9. Notwithstanding section 10.8 of the Trust Indenture, the Legislation requires, in certain circumstances, that a Compulsory Acquisition or Subsequent Acquisition Transaction, as applicable, be approved at a meeting of Unitholders called for that purpose.
10. To effect either a Compulsory Acquisition or a Subsequent Acquisition Transaction, as applicable, the Applicant will obtain minority approval, as that term is defined in the Legislation, calculated in accordance with the terms of Section 8.2 of Ontario Securities Rule 61-501 and Section 8.2 of Autorité des marchés financiers du Québec Regulation Q-27 (the "Minority Approval"), albeit not at a meeting of Unitholders, but by the Written Resolution.

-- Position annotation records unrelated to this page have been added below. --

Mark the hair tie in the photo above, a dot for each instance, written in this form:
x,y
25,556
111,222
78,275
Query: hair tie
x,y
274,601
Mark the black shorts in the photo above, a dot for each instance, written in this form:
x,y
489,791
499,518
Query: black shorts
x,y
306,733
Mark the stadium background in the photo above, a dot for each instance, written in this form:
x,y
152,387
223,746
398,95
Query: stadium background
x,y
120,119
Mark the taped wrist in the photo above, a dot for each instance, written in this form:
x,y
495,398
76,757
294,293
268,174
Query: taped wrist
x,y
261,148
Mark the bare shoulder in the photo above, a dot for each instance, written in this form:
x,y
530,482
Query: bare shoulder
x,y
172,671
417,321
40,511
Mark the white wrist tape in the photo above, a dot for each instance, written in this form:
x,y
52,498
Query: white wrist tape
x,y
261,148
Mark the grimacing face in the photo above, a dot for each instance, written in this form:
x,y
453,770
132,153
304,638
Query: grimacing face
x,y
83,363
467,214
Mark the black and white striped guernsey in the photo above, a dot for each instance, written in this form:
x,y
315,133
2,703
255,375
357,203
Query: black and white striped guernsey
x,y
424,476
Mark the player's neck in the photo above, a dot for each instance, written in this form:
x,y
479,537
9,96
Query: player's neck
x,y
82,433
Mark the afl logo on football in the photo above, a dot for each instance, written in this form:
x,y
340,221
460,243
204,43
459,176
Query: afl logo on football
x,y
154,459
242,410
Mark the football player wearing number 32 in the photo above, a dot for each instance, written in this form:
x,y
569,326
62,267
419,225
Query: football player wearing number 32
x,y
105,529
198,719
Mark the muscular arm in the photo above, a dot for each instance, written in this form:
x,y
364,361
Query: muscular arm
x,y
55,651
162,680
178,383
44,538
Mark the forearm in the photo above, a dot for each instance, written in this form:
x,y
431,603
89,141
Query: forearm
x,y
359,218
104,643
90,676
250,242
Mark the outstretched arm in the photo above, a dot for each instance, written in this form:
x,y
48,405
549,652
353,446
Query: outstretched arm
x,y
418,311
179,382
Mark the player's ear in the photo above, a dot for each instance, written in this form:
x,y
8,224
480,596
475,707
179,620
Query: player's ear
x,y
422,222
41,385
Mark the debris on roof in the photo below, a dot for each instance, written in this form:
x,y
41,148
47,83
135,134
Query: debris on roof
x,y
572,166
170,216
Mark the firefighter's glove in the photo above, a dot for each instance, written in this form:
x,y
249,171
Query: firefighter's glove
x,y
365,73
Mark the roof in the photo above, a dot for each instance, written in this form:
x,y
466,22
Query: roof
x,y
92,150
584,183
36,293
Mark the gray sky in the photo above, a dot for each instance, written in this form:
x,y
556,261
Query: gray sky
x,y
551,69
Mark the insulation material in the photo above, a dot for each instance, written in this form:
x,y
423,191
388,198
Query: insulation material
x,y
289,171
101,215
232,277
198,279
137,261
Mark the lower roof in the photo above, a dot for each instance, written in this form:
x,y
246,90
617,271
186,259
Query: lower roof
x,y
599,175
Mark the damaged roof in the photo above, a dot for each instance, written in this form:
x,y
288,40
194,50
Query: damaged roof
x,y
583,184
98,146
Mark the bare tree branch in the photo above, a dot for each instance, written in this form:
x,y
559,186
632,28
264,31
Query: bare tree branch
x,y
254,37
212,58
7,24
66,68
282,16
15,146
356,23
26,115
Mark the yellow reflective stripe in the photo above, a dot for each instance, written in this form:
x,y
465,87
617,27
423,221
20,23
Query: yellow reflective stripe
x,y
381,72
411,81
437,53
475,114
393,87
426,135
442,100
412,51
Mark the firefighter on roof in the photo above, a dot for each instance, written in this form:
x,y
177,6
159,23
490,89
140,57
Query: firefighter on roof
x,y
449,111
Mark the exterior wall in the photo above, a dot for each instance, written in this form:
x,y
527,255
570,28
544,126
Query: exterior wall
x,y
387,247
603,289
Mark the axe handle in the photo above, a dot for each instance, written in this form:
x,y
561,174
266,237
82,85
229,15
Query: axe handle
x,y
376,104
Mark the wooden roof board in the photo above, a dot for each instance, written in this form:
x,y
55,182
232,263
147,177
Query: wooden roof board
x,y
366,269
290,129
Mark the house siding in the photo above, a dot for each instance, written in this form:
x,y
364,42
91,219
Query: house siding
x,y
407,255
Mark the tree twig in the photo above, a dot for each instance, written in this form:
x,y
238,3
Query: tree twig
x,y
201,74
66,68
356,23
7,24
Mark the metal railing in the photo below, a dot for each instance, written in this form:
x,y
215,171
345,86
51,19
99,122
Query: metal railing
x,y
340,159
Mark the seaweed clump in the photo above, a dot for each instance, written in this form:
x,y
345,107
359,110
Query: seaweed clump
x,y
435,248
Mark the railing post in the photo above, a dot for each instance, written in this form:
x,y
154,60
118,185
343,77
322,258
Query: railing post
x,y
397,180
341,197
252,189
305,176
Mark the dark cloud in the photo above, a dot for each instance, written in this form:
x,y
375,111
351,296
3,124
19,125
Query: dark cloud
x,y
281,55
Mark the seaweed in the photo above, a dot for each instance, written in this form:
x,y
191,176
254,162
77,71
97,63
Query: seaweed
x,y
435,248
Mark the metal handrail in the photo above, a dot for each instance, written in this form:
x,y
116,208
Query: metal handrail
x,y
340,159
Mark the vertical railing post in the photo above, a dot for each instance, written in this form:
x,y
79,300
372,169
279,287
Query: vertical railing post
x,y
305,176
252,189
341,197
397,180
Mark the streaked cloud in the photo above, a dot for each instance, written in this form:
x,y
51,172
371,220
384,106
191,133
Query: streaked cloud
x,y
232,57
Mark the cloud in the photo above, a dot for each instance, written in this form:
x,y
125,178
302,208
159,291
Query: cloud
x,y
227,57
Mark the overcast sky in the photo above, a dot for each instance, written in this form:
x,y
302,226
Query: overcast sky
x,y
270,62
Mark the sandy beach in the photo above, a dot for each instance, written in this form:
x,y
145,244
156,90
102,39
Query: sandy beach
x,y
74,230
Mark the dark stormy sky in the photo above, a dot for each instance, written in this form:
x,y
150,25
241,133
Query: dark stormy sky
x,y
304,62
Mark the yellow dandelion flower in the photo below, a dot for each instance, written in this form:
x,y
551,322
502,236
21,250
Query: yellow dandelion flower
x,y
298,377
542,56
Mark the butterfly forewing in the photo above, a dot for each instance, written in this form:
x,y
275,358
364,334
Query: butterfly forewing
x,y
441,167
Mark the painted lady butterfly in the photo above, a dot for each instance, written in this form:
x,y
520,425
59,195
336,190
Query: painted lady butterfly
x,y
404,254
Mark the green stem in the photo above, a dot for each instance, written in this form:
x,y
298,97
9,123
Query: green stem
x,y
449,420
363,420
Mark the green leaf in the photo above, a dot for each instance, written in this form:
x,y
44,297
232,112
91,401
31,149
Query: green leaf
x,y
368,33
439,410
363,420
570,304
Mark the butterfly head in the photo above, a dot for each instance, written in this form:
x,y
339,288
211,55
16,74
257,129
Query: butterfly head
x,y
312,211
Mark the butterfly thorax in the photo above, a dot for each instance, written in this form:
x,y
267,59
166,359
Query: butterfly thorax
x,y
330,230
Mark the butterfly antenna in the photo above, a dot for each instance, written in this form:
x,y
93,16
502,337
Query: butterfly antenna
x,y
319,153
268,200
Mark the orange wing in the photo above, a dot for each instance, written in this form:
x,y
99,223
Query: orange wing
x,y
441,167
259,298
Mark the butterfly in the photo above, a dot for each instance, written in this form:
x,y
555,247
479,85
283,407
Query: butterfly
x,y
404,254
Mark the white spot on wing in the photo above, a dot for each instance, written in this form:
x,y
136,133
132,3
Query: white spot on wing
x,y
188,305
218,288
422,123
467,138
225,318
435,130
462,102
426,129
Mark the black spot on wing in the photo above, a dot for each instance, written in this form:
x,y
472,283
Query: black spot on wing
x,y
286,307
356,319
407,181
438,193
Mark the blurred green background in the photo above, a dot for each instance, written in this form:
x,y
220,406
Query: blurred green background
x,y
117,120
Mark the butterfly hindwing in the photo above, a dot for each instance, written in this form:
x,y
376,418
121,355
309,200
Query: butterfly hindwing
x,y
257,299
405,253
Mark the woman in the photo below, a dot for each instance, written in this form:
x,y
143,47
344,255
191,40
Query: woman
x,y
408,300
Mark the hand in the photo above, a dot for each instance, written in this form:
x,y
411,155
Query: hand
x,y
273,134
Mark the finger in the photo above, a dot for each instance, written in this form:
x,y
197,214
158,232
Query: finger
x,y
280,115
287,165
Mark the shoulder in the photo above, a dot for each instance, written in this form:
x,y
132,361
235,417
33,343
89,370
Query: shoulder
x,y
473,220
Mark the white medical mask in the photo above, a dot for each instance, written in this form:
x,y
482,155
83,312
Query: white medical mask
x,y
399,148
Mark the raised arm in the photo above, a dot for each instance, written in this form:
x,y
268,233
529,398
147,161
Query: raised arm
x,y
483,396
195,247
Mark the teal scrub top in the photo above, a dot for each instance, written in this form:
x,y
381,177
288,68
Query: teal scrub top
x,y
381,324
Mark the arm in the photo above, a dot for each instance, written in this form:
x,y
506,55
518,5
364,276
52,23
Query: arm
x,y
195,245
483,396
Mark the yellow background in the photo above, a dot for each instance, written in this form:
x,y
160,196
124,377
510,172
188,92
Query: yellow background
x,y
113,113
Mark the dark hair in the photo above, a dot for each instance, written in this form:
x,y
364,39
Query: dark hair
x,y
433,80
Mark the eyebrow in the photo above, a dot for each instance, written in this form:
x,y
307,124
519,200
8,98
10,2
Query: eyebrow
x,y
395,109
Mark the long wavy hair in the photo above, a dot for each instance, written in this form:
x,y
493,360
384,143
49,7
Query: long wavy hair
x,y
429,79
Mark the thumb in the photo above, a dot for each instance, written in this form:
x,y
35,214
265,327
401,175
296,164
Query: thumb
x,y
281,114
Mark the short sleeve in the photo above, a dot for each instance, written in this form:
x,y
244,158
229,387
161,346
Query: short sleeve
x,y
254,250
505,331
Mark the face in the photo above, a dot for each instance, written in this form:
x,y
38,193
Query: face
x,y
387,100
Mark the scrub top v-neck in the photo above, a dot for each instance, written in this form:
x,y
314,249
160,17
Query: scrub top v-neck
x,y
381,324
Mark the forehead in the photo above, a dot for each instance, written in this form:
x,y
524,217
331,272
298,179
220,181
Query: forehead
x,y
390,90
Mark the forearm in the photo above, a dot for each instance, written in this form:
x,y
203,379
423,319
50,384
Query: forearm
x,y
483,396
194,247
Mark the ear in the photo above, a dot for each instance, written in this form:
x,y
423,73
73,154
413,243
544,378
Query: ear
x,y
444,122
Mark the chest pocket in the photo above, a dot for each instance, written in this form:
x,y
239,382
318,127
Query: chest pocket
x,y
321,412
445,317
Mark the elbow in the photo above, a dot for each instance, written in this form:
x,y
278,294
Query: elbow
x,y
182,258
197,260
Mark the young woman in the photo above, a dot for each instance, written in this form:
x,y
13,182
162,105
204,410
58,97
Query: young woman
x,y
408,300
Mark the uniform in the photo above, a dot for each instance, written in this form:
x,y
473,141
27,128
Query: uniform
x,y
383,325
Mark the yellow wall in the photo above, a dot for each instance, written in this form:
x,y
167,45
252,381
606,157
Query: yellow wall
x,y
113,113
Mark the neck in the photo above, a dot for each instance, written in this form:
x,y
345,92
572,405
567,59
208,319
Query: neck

11. The Circular provided to Unitholders in connection with the Bid contains all disclosure required by applicable securities laws, including without limitation the take-over bid provisions and form requirements of the securities legislation in the Jurisdictions and the provisions of OSC Rule 61-501 relating to the disclosure required to be included in a disclosure document for a formal bid in respect of a second-step business combination.
Each of the Decision Makers is satisfied that the test contained in the Legislation that provides the Decision Maker with the jurisdiction to make the decision has been met.
The decision of the Decision Makers under the Legislation is that the Requested Relief is granted provided that Minority Approval shall have been obtained by Written Resolution.